Au milieu de tout cela les parents d’Anders : le père, personnage pittoresque qu’Anders au fond semble adorer, mais alcoolique, réfugié dans la mythomanie et de fait pauvre épave dont la constante tricherie ne trompe pas. La mère qui fait des ménages pour assurer la subsistance de la famille. Ce qui déjà annonce les créations actuelles de Bo Widerberg, mais était très remarquable en un temps où le film social restait sous l’influence des modèles soviétiques, c’est l’absence totale de schématisme dans la manière dont les personnages sont campés, l’absence de moralisation dans la manière dont l’action est conduite. Le père, personnage négatif,. est à certains moments profondément séduisant. La mère qui paraissait un personnage très positif apparaît à un tournant du film, comme partiellement responsable de son malheur. Quant à Anders, qui pourrait être un personnage exemplaire, il laisse chez le spectateur un certain trouble, quand, quittant le quartier, il abandonne à leur sort (momentanément du moins) les siens et la fille qui l’aime pour partir à Stockholm tenter sa chance d’écrivain, une nécessité amère, amorale, pour qui veut échapper à l’inexorable engluement.


 


 

Et elle est bien aussi de Bo Widerberg, cette diversité de ton, cette manière de faire exploser au milieu du drame la vie et la joie. Qu’elle est merveilleuse cette explosion de joie dans la famille quant Anders est appelé à Stockholm par un éditeur, que père, mère et fils "dansent" sur un rocking chair, que le père prétend apprendre à son fils à fumer le cigare... Et ensuite vient le retour après ce voyage sans résultat : brusquement l’effondrement morne et la rage.
Ce beau film essaie de reconstituer un passé, il le reconstitue jusque dans la tonalité de l’image. C’est ce qui conduisait, quand il fut montré au festival de Cannes en 1963 quelques critiques peu attentifs à y voir un film "vieillot". Mais aujourd’hui, avec le recul, et même après Joe Hill, force est de constater que Le Quartier du Corbeau proclamait déjà le grand talent de Bo Widerberg, et n’a pas vieilli.

Jean Delmas
Jeune Cinéma n°69, mars 1973

* Cf. aussi "Le Quartier du corbeau" II, Jeune Cinéma n°73, septembre 1973.

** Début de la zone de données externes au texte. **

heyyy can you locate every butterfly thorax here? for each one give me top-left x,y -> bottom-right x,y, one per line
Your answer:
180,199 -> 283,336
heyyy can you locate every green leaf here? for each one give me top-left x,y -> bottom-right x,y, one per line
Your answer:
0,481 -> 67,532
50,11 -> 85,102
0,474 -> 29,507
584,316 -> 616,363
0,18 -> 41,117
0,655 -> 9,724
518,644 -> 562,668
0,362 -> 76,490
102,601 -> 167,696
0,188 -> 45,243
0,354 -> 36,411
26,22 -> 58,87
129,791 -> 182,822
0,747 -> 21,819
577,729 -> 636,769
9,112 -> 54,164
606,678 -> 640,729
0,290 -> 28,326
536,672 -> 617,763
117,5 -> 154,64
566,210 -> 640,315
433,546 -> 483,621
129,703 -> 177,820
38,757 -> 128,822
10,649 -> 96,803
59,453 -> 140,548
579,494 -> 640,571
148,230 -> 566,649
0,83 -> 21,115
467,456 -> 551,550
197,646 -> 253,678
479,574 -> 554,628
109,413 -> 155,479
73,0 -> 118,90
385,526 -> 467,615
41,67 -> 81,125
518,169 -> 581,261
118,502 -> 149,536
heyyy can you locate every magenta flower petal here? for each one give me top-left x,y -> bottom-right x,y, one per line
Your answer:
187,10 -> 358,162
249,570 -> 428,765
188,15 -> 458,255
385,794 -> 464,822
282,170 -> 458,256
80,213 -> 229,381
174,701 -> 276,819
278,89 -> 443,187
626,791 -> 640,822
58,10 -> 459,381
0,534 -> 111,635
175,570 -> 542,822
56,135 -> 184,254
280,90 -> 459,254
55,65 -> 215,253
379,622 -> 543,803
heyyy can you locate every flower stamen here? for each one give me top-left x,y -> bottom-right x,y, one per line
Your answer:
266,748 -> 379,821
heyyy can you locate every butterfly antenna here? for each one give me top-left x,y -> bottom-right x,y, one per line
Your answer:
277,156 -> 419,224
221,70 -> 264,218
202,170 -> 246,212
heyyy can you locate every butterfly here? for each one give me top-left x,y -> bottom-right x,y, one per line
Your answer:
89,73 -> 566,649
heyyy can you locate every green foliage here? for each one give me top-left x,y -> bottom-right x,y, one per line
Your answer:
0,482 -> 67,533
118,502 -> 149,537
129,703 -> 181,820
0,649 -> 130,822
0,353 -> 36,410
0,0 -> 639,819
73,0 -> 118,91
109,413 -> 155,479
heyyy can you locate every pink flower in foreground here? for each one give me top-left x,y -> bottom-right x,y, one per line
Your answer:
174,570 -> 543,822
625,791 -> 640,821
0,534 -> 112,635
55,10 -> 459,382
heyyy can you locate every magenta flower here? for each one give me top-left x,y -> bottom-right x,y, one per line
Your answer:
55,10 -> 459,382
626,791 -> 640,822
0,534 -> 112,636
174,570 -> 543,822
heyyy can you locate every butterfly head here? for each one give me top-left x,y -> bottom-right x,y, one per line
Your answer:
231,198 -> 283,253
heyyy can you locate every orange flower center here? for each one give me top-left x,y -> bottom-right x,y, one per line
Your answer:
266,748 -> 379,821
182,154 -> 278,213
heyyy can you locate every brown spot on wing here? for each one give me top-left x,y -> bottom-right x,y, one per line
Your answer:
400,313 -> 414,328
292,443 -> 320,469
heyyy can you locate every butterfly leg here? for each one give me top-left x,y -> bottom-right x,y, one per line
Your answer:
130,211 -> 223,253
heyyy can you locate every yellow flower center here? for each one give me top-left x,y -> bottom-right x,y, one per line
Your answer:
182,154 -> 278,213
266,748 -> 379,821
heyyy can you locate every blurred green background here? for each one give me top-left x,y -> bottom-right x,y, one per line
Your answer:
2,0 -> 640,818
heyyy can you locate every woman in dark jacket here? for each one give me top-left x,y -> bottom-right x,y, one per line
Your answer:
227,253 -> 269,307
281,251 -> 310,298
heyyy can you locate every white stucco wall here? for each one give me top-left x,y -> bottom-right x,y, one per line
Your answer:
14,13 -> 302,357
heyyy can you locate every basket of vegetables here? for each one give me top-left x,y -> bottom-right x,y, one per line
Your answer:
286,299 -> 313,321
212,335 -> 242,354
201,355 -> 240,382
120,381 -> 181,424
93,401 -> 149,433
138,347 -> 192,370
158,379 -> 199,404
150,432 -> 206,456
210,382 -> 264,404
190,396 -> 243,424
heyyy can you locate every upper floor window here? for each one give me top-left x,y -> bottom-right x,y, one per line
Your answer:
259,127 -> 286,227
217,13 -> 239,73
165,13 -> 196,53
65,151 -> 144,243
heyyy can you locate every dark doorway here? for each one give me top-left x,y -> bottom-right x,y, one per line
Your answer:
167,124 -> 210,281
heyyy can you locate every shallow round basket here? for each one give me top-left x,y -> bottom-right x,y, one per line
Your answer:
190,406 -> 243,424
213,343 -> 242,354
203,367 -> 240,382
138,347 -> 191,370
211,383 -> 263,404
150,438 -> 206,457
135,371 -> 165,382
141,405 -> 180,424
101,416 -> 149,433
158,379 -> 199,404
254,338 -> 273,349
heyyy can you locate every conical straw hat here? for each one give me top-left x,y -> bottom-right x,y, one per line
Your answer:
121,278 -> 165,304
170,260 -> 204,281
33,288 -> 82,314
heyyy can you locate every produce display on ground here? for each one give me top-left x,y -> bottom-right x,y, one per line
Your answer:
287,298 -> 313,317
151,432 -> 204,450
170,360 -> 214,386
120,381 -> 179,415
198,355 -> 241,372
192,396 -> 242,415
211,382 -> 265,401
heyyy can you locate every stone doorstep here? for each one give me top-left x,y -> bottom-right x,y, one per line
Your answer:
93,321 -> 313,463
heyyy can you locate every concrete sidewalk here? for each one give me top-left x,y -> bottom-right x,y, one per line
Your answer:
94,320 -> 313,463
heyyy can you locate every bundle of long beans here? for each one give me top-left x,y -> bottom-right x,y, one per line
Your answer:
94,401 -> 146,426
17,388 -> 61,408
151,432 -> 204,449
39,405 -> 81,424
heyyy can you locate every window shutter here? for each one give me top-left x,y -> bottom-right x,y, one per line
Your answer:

1. "Adalen 31" Jeune Cinéma n°40, juin 1969.

2. "If", Jeune Cinéma n°39, mai 1969.

3. "Joe Hill", Jeune Cinéma n°57, septembre-octobre 1971 et Jeune Cinéma n°361-362, automne 2014.


Le Quartier du Corbeau (Kvarteret Korpen). Réal, sc : Bo Widerberg ; ph : Jan Lindeström ; mont : Wic Kjellin ; mu : Giuseppe Torelli ; déc : Ejnar Nettelbladt. Int : Thommy Berggren, Emy Storm, Keve Hjelm, Christina Frambäck, Ingvar Hirdwall, Agneta Prytz, Nina Widerberg, Hugo Tunnbindare, Louise Gustafsson, Fritiof Nilsson Piraten (Suède, 1963, 101 mn).